Crony capitalism and corporatocracy are two terms often used by "conservatives" in their internet blogs complaining about our country today.
Many of them might not realize those terms arose mainly on the left, to criticize capitalism as it operates in America.
A third term in Oligarchy. If one isn't yet rich when they reach government elected or appointed office, they can almost be assured of being rich as a result of their time in office.
Sit on a committee, and executives of industries you "regulate" and have "oversight" with will hire you for 6 figures the day you leave office.
Dick Cheney is a prime example, one of ours. He became rich by working for Halliburton, solely for his government contacts and influence.
If the GOP fails to win the Senate majority in 2014, Obama care will be so firmly entrenched as to make it extremely difficult to dial it back, or shut it down.
One reason Pelosi said they needed to pass it in order to find out what it said: It was largely written by the insurance industry.
Crony capitalism and corporatism
should be criticisms that conservatives apply to the government because regardless of the political views of the cronies involved, crony capitalism is antithetical to the principles of individual freedom and equality (i.e., the freedom to, which is not the sort of "freedom" that liberals/the left prefer, which would be "freedom from" - just another name for the gilded cage).
Case in point is your reference to the fact that the insurance industry played a large part in writing Obastardcare, in large measure to their own benefit - or at least the short-term benefit of the current crop of high-level officers at the large insurance companies.
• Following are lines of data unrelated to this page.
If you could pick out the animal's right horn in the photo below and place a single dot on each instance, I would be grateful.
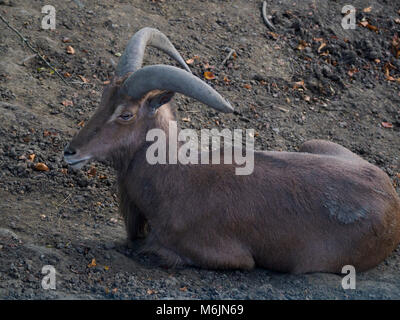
(132, 58)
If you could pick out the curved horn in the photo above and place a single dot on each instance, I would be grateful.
(174, 79)
(132, 57)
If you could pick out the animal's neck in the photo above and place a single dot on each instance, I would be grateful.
(130, 153)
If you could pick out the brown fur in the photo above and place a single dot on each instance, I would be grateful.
(316, 210)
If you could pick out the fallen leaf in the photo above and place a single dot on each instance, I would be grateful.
(351, 72)
(323, 45)
(209, 75)
(247, 86)
(70, 50)
(302, 45)
(92, 263)
(372, 28)
(83, 79)
(67, 103)
(92, 171)
(40, 166)
(299, 84)
(387, 125)
(274, 35)
(226, 80)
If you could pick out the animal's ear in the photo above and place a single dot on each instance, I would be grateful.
(160, 99)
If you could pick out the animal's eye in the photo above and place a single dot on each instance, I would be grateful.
(126, 116)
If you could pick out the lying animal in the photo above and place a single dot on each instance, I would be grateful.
(314, 210)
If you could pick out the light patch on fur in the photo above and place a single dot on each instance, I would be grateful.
(344, 211)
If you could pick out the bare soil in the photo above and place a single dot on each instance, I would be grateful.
(286, 85)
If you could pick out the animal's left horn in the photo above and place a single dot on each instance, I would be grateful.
(174, 79)
(132, 58)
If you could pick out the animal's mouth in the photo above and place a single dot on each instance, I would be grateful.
(77, 163)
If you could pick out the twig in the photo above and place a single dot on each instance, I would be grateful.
(231, 51)
(33, 49)
(22, 63)
(58, 205)
(266, 20)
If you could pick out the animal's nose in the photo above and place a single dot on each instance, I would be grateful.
(69, 151)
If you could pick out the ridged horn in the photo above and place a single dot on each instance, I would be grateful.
(163, 77)
(132, 58)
Conservatives should be as suspicious of large business as the left supposedly is (I would note though that, as with Obastardcare, the left gets awful chummy with certain big businesses once it achieves political power). One of the biggest threats to the liberty and autonomy of the private individual is the capture of the government by vested interests and the use of the government's power for the benefit of those vested interests and at the expense of the rest of us. The real difference between left - assuming arguendo that they really do dislike big business - and conservatives is that the left hates all forms of private enterprise, no matter how much, or how little, any particular enterprise suckles on the government teat; conservatives do not, and should not.
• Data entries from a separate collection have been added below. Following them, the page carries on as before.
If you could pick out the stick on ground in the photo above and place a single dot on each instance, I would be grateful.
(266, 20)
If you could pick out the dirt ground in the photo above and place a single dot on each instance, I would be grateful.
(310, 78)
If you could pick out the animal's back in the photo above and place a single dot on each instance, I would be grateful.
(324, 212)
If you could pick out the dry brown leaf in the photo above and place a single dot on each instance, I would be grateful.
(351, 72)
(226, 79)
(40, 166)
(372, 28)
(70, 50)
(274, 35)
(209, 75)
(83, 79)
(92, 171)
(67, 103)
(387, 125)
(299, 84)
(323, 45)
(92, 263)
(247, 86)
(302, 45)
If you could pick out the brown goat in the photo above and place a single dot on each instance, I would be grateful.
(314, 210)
Another perfect example of so-called "regulatory capture" in which large business interests "capture" the government for their own private interests is the Dodd-Frank monstrosity. That law, under the guise of imposing harsh new limitations on financial businesses, more or less puts the thumb firmly on the side of the large banks and financial institutions - the ones that played the bigger role in the 2008 financial mess - and against the smaller regional and local banks and financial institutions - the ones that played a much smaller role in the 2008 financial mess. That end is accomplished by imposing hefty new costs to comply with the new regulations that the large institutions can more easily pass on to their customers then can the smaller institutions simply because of the larger market power those large institutions command.